Background: Filaggrin (FLG) null mutations are important genetic predisposing factors for atopic asthma and have recently been shown to influence controller and reliever medication needs in asthmatic children. Our objective was to study the role of FLG null alleles in asthma exacerbations.
Methods: FLG mutations R501X and 2282del4 were assayed in 1135 individuals ranging from 3 to 22 years old with asthma from Tayside and Dumfries, Scotland. Asthma exacerbations over the previous 6 months were also studied.
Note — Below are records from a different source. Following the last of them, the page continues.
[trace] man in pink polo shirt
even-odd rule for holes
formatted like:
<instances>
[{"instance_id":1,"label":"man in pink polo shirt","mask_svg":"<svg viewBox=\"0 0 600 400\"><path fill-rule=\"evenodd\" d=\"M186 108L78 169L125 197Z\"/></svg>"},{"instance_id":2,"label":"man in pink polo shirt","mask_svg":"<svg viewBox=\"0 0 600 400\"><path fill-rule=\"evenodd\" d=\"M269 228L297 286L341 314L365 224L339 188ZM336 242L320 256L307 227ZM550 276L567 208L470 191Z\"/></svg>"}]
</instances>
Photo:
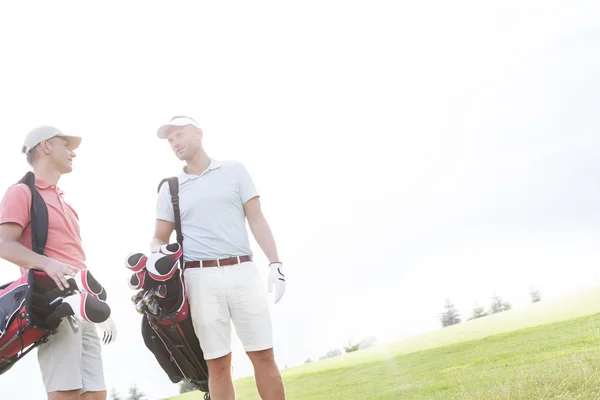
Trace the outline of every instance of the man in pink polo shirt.
<instances>
[{"instance_id":1,"label":"man in pink polo shirt","mask_svg":"<svg viewBox=\"0 0 600 400\"><path fill-rule=\"evenodd\" d=\"M24 184L8 188L0 204L0 257L18 265L22 273L45 271L62 290L67 278L86 268L79 218L57 184L73 170L80 137L67 136L51 126L33 129L25 137L23 153L33 167L35 186L48 208L46 257L32 251L31 192ZM63 321L48 342L38 347L38 361L49 400L105 400L106 388L100 338L94 324L80 322L74 333Z\"/></svg>"}]
</instances>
Results: The FLG mutations were significantly associated with greater risk of exacerbations in children with asthma. Exacerbations were significant for the R501X but not the 2282del4 mutation and the combined genotype compared to the wild-type with odds ratios of 1.97 (95% CI, 1.19-3.22; P = 0.009) and 1.61 (95% CI, 1.08-2.40; P = 0.021), respectively. Individuals with FLG null alleles were more likely to require oral steroids (31.4%vs 19.5%; OR = 1.89; P = 0.021) for their exacerbations. There was also a 1.71-fold increased risk (42.6%vs 30%; P = 0.041) of school absence owing to asthma exacerbations in asthmatic individuals with FLG null mutation. On sub-group analysis, the effect of FLG mutations on asthma exacerbations is significant (P = 0.045) only for participants with relatively mild asthma controlled on inhaled steroids, with inhaled albuterol according to need.
Conclusion: In addition to their effect on asthma medication requirements reported previously, there is an association between the presence of FLG null mutations and the risk of asthma exacerbations in asthmatic children and young adults.